Granting a CATO licence will also have an impact on an incumbent TO’s transmission licence (given its prescribed “Transmission Area”), meaning that licence modifications are likely also to be needed for incumbent TOs. There will also be impacts for the industry codes, compliance with the Electricity Act 1989 as well as uncertainty as to what the regulatory impact will be in terms of level-playing field and unbundling requirements.
Interface with the network
Unlike the clear ownership boundary demarcations for OFTOs, Early Competition would involve a third party building and operating an onshore transmission project within and forming part of the existing onshore transmission system. This will therefore create a more extensive technical and operational interface between the CATOs’ and the incumbent TOs’ assets. The ECP envisages this will be governed by an interface agreement, which the ECP notes will look to deal with access rights as well as technical, design and operational criteria. However, the necessary scope of this agreement is still unclear and will likely be the subject of extensive and detailed debate around how the interface(s) could be managed and risks allocated.
This interface risk is likely to also attract additional costs for both the CATO’s and the incumbent TO. This will risk increasing the values bid by market participants and is a cost currently not catered for within incumbent TOs’ price control allowances.
For incumbent TOs, the ECP proposes that they should compete for Early Competition models in the same manner as market participants. This would mean that if an Early Competition project were to be awarded to an incumbent TO, it would not form part of the TO’s usual regulated asset value, nor be subject to their price control allowances and/or cost of equity.
Potential conflicts of interest would also need to be addressed by the incumbent TOs, for example, ringfencing bid teams from those supporting connection feasibility assessments or providing initial solutions for Network Options Appraisal. Ringfencing teams might on the face of it be a simple solution, but may be difficult to implement in reality.
In the ECP, the ESO has mapped out a detailed implementation plan and timeline. This timeline however is contingent upon an estimated view of when legislation might be enacted (by quarter 3 of 2022 for primary legislation) and the necessary activities by Ofgem (including impact assessment, consultation and development of the necessary regulatory principles to govern both network and non-network solutions). Assuming this timeline is maintained, the ECP indicates the earliest tender launch taking place during quarter 1 of 2024.
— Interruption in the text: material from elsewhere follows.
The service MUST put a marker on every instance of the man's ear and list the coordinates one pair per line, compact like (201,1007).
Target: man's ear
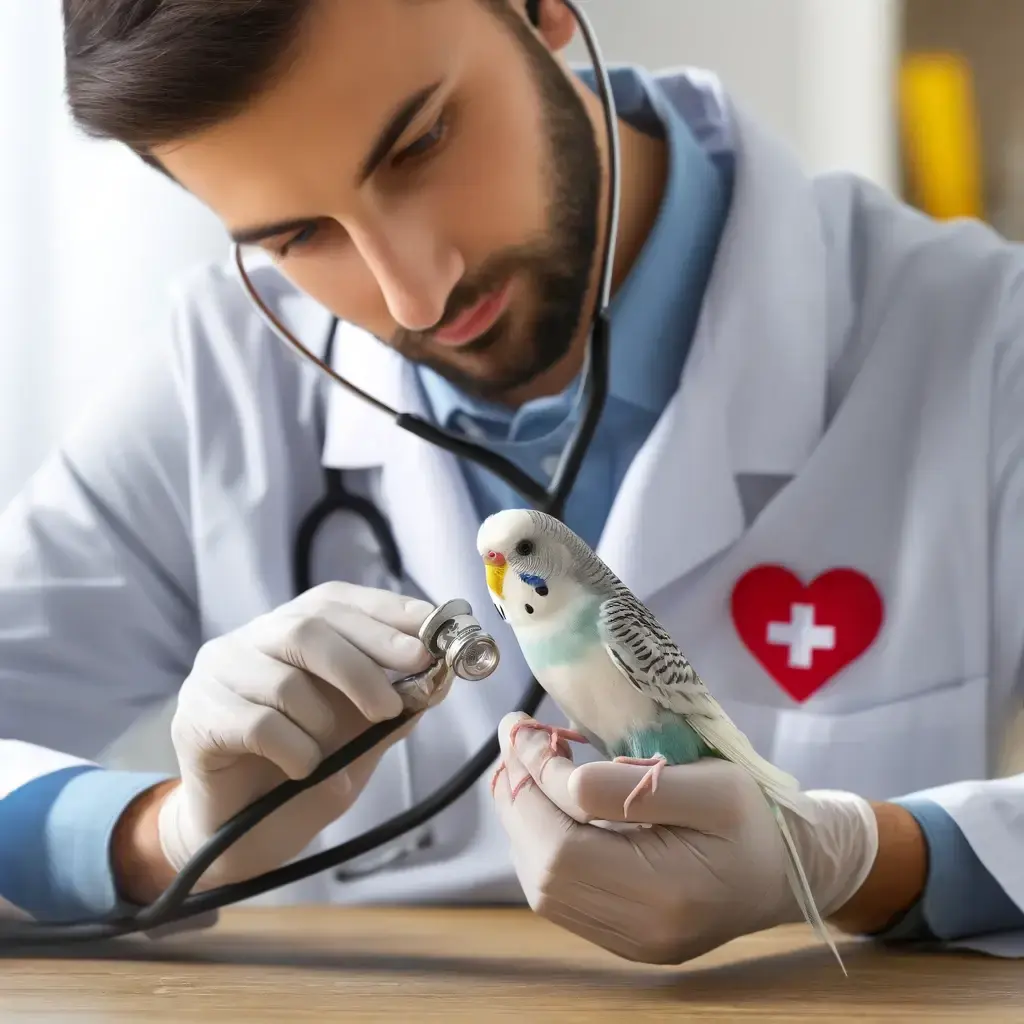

Ofgem intends to formally consult on Early Competition in July 2021, with a view to making a decision by early 2022. In the meantime, the ESO and Ofgem have agreed that there are various "low regret" activities the ESO can start work on now, including:
finalising the process for identifying possible projects for early competition;
exploring the potential for expanding pathfinders as a pre-legislative form of early competition;
scoping out potential industry code changes; and
developing a detailed programme plan with Ofgem.
Ofgem also considers there to be further low regrets work that the ESO could do in order to consider the applicability of the early competition model to electricity distribution. This is notwithstanding the ESO’s Thought Piece (also published at the end of April 2021) concluding that there is not a role for the ESO in early competition in the distribution sector.
With the extent and nature of the activities referred to in the ECP, quarter 1 of 2024 for the first tender launch is ambitious. As part of the journey to reaching that stage, there will be many interesting policy and regulatory issues to be resolved. It will also create an opportunity for market participants to engage in the onshore electricity transmission system, and potentially the distribution system, in a way that has never before been possible. However, in developing the Early Competition model, and making it a reality, it will be important to keep in mind the ultimate target of seeking to reduce net zero emissions of all greenhouse gases by 2050 in the UK and by 2045 in Scotland and the energy-related infrastructure that will need to be in place in time to facilitate this.